India is currently facing a declining fertility rate and a changing social structure, with late marriages and single parenthood becoming more common. In light of this, does the proposed ART Bill and Surrogacy Bill restrict or enhance the reproductive choices available to Indian citizens?

Assisted Reproductive Technology (ART), as commonly understood, comprises procedures such as in-vitro fertilisation (IVF), intra-uterine insemination (IUI), oocyte and sperm donation, cryopreservation and includes surrogacy as well.

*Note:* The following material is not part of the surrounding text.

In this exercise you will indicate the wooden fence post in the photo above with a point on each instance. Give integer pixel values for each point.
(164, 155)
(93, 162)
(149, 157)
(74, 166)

Social stigma of being childless and lengthy adoption processes have increased the demand for ART in India. It is thus not surprising that the ART industry is expected to grow by a compounded annual growth rate of 10%.

No legislation currently regulates ART in India. In 2002, the Indian Council of Medical Research (ICMR) laid out guidelines for surrogacy. Further, in 2005, the ICMR issued the ‘National Guidelines for Accreditation, Supervision and Regulation of ART Clinics in India(ICMR Guidelines), which inter alia, prescribed the conditions that ART clinics need to comply with. Both the above initiatives did not have any legislative backing. Thereafter, the Assisted Reproductive Technology Bill (ART Bill) was first proposed in 2008, with the final version being brought out in 2017. The Surrogacy (Regulation) Bill, 2016 (Surrogacy Bill) was passed by the Lok Sabha in December, 2018, and is currently pending Rajya Sabha approval.